- You see, I was born in Austria-Hungary, went to school in Czechoslovakia, served in the Hungarian army, worked in Soviet Union and then retired in Ukraine.
- Wow, you must have travelled a lot!
- Nope, I spent my whole life in Uzhhorod.
Not quite sure if this should go in this thread, but anyway, here it goes. A map of the 1935 election for the assembly of Subcarpathian Ruthenia, today Ukraine's Zakarpattia Oblast but back then a constituent country of First Czechoslovak Republic.
Made by the amazing nanwe01 on DeviantArt, along with a writeup I quoted below.
This is the result of the provincial election of 1935 in Subcarpathian Ruthenia.
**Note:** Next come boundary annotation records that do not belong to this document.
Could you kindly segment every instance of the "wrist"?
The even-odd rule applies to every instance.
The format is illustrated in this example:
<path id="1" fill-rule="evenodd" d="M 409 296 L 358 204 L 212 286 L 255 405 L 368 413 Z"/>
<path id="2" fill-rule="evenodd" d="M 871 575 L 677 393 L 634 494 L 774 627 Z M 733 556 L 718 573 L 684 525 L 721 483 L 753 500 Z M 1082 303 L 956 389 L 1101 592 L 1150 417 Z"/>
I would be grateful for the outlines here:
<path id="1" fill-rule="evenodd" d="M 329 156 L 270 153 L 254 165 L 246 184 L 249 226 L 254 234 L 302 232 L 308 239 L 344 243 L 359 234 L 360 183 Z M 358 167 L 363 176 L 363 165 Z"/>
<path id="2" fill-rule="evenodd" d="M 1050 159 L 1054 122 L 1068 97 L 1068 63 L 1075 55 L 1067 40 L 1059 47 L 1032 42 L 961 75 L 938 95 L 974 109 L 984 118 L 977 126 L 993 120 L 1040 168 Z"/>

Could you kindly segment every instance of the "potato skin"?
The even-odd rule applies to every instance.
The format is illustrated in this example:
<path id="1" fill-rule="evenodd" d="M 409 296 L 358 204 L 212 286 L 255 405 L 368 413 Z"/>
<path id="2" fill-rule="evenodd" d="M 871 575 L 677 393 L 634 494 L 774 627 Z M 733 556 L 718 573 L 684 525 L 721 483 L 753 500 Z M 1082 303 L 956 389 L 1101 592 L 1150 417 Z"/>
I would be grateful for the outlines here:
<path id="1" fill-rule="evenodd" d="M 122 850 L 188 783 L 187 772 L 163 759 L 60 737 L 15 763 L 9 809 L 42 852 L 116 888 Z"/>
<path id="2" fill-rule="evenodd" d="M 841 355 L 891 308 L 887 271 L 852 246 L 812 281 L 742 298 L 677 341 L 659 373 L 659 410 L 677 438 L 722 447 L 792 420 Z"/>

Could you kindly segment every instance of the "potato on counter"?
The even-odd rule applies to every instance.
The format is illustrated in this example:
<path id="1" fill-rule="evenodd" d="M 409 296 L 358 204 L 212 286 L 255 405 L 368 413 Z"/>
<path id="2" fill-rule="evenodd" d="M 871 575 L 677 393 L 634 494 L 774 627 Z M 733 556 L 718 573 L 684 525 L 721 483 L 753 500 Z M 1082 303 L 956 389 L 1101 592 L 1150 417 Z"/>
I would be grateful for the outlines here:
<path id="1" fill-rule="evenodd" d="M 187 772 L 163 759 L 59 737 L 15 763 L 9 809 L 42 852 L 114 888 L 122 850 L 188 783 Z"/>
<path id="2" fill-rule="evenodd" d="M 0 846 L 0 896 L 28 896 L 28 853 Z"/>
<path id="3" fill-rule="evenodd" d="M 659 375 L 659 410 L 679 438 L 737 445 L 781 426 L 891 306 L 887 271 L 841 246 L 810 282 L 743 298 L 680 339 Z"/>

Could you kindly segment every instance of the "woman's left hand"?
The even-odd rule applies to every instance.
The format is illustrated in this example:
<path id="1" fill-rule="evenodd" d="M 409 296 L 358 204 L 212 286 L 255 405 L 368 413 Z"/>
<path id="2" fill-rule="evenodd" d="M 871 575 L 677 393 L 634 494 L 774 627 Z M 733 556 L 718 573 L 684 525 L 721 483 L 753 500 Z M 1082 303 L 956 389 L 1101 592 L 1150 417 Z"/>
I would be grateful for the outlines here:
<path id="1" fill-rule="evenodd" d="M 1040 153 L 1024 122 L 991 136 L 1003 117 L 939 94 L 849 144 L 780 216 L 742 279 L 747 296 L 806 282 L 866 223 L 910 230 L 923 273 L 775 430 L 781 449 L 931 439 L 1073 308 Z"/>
The Provincial Assembly was formed by 18 members, 12 of which were elected from an at-large constituency and one third was appointed by the central government in Prague.
The Agrarians (RSZML) obtained more seats in the elected part of the assembly members than the Communists (the KSČ) because the party ran three separate lists that donated their votes to the largest one in the seat allocation. If they had all ran together from the get-go, the party would have been the largest.
The various Czechoslovak parties had a limited presence in the region, with the exception of the Agrarians. The Czechoslovak Social Democrats (ČSDSD) obtained a single elected seat whereas the other main ones (the quasi-fascist National Union, the left-liberal National Socialists and the Catholic People's Party) had limited following.
Two Hungarian parties obtained representation, the Provincial Christian Socialist Party (OKSzP) and the Hungarian National Party (MNS, MNP in Hungarian). As you can imagine, the former was more moderate whereas the latter was more radically nationalistic. Both parties, like the Rusyn autonomist AZS were financed by Budapest.
Lastly, there was the Ruthenian (National) Autonomous Party (RAS), better known as the Fencivoks after the party leader, Štefan Fencik (Фенцик Степан) a far-right Rusyn nationalist who was also anti-Semitic. The party cooperated at the national level with the National Union but ran separately in the provincial election.
The Agrarians, together with the Czechoslovak Social Democratic, National Socialist and People's Parties formed the assembly majority.